The Villa for the engraver Louis Fallet was Jeanneret's first realization, which he designed while still a high school student in collaboration with local architect René Chapallaz. Louis Fallet was a jewelry designer, published scholarly articles, and served on the examination board at the École des Arts Décoratifs. In 1904, he was a member of the jury for the Revue internationale de l'Horologerie, which awarded seventeen-year-old Jeanneret second place. Here, Fallet noticed Jeanneret's talent and boldly entrusted him with the realization of his own house. A significant role in this was played by Charles L'Eplattenier, another member of the faculty at the art school in La Chaux-de-Fonds, who guided his students toward knowledge through direct experience, allowing a group of inexperienced high school students without construction knowledge to engage in the real realization of a house.
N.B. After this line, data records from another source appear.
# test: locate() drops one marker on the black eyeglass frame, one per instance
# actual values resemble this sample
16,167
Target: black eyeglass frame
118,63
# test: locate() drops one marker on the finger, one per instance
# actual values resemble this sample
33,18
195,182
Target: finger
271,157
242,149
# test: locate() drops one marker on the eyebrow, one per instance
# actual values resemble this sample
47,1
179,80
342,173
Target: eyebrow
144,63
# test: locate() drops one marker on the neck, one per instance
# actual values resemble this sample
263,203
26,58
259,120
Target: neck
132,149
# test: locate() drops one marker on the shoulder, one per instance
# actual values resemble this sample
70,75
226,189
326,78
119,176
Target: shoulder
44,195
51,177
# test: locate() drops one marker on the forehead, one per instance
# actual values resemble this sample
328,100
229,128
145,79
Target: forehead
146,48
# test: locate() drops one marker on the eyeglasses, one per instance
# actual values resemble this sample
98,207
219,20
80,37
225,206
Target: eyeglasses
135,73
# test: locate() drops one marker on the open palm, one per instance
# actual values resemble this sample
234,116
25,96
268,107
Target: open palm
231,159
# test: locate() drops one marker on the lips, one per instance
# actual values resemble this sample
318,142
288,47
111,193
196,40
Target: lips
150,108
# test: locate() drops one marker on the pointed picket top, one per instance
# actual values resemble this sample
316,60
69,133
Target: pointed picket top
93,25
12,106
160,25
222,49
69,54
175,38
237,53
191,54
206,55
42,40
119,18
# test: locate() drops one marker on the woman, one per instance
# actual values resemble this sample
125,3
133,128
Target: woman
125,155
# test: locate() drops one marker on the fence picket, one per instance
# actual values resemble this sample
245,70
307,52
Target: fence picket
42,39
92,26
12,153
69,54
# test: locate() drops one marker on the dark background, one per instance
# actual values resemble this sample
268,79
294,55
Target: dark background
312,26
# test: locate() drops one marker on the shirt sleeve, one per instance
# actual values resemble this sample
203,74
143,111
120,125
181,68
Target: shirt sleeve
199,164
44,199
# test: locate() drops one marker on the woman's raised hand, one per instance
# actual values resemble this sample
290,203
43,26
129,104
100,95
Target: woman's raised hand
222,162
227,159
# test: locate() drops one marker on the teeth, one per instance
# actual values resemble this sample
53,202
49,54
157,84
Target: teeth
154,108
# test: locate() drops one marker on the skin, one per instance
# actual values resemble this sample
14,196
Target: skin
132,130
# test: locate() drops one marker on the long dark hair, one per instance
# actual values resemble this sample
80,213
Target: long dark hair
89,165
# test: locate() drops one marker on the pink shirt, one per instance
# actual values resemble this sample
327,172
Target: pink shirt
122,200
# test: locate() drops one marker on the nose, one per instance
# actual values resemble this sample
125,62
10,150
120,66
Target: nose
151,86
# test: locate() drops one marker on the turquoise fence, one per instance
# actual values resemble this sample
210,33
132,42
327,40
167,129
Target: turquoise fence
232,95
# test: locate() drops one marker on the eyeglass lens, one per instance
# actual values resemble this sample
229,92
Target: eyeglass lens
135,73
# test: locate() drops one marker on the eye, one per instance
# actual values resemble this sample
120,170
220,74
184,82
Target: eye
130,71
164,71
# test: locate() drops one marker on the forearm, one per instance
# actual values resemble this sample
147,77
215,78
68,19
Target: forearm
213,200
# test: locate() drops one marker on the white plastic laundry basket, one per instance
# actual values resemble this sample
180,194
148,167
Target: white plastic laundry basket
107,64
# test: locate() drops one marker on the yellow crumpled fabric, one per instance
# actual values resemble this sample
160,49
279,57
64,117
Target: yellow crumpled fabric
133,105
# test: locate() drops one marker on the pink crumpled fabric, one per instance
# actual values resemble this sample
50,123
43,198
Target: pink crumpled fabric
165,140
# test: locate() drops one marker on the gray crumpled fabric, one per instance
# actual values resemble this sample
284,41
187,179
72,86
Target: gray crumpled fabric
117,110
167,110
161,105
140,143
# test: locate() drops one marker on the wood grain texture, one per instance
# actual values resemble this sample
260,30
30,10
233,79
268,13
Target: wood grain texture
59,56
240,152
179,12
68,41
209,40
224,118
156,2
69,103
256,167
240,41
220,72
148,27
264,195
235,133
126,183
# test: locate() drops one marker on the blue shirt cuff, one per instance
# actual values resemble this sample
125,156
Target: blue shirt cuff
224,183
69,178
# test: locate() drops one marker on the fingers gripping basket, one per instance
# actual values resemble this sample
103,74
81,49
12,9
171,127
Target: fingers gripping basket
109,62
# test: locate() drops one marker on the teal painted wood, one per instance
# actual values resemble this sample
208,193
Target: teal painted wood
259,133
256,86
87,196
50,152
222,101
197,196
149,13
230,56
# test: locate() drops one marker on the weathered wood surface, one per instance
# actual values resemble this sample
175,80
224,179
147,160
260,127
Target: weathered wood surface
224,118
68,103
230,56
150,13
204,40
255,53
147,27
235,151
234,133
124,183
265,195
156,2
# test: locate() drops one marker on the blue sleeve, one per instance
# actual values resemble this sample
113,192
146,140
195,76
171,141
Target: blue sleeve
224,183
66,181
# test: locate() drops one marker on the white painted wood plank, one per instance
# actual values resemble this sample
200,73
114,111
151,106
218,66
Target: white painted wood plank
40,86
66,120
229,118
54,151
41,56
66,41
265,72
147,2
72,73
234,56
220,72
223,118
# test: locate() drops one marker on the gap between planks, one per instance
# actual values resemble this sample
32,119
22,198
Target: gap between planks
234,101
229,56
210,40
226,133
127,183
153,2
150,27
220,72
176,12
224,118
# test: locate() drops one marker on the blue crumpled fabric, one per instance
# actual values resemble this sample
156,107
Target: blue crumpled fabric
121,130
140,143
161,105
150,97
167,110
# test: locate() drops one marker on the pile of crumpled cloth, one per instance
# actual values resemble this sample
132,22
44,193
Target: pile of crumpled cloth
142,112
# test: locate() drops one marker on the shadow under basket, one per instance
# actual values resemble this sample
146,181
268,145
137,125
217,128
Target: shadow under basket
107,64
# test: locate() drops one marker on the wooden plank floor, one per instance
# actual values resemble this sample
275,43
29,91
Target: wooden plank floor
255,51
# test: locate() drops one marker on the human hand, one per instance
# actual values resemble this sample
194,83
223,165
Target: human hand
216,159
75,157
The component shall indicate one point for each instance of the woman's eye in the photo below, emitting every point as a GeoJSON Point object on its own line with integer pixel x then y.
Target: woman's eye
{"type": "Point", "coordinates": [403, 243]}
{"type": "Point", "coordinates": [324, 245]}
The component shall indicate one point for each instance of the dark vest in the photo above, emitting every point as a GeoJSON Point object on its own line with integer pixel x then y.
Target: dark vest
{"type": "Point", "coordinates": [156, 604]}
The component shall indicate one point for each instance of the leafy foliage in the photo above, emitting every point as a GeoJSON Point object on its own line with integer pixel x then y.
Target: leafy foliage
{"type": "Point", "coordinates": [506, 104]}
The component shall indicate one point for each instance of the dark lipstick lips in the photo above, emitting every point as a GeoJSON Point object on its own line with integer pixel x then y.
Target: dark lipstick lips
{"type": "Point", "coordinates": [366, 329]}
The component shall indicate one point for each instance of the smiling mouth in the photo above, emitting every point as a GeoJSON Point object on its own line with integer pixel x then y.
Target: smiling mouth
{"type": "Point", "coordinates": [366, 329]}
The work on the construction was part of the practical teaching at the school, where students could also try to implement the proposed decoration directly. The design work was entrusted to architect René Chapallaz, who was a friend of L'Eplattenier. L'Eplattenier's own house from 1902 is located across the street from Fallet’s house. Both Jeanneret and Chapallaz worked on the house for free. Only the draftsmen in Chapallaz’s studio were paid. However, Chapallaz's name does not appear on any of the drawings.
The mountain cottage with a massive stone base and steep roof derives from regional customs. At that time, the young Jeanneret, under the theoretical influence of L'Eplattenier, sought his own style that would both reflect local specifics and follow the emerging Art Nouveau movement.
Europe at the time was looking to England towards Morris's "Arts and Crafts" movement, which opposed the excessive use of curves and returned to the craft tradition. In our region, at the turn of the last century, this movement was best represented by
Dušan Jurkovič, whose work newly interpreted Slavic traditions. For Jeanneret’s work from this period, the term “Sapin style” (pine style) has since been coined, referring to simplified decoration based on surrounding forests, projected into the structural solutions of stone and wooden joints, details of railings, window frames, and the color of wall paintings.
The house rests on a vaulted stone pedestal. The ground floor features the living area, while the upper floor contains bedrooms, and the highest level is the attic. The south-facing living space on the ground floor ends with a glassed-in bay window that further connects to a large terrace. The entrance hall opens up two stories. Diffused daylight comes here from the upper floor through a north-facing window. The broken staircase serves as the central motif of the hall.
Fallet’s house was received so favorably that it enabled Jeanneret to realize two more mountain cottages on the wooded hill of Pouillerel in the following years. The other clients were Fallet’s son-in-law Ulysses Jules Jaquemet and the second was Albert Stotzer, who also married into the Fallet family. The last villa in this area was built by Jeanneret for his parents in a different neoclassical style.
In later letters to teacher L'Eplattenier, Le Corbusier compared the early period to “lost youth,” where under the influence of Arts and Crafts he contributed to the deterioration of provincial taste, which was then an understandable stance for a proponent of modernism, but upon closer examination of the Fallet villa, it is evident that even then the young Jeanneret was gifted with the talent for geometric abstraction and the ability to transform basic natural principles into strong architectural forms, which accompanied him throughout his life.
Louis-Edouard Fallet moved into the villa after a fourteen-month construction period on August 9, 1907, and left it on June 9, 1921. However, he lived in La Chaux-de-Fonds until his death in September 1956. The house is still inhabited and privately owned today.